Ob sich die EU-Mitgliedschaft „lohnt“, ist nach dieser Logik eine Kosten-Nutzen-Rechnung. Die Wahlspots beider Lager, Brexit-Befürworter und -Gegner, beschäftigen sich fast ausschließlich mit der Frage, ob die Briten finanziell von der EU profitieren. Wirtschaftsthemen stellen die Kernargumente der Westminster-Elite in diesem Referendum. Von der Verpflichtung in einer Gemeinschaft ist dort keine Rede. Genau darum geht es aber in der EU.
Eine neue linke Bewegung
Die britische Linke bot zum Status quo lange keine Alternativen. Um endlich wieder in Regierungsverantwortung zu treten, verwandelte der Oxford-Student Tony Blair seine Labour Party in New Labour. Privatisierung, Deregulierung und Sozialkürzungen: die Konservativen in der Light-Version. So erhielt der neoliberale Konsensus Einzug in die politische Linke. Noch bei den letzten Wahlen 2015 trat ein New-Labour-Mann gegen Cameron an: der Oxford-Student Ed Miliband. Mit miserablem Ergebnis. Er bot keine Alternative, nur eine unscheinbarere Version des Amtsinhabers.

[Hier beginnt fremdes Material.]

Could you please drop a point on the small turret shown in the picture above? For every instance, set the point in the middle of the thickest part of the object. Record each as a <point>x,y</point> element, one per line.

Doch die Finanzkrise 2008 hatte ein Beben ausgelöst. Nirgends in Europa traf der Crash so hart wie im Londoner Bankenviertel. Das System war ausgebrannt, wandte sich in schamvoller Ironie an genau den Staat, den es eigentlich verabscheute. Der Publizist Owen Jones widmete der neoliberalen Elite ein ganzes Buch – „The Establishment“ – und wurde zum Sprachrohr einer jungen Bewegung.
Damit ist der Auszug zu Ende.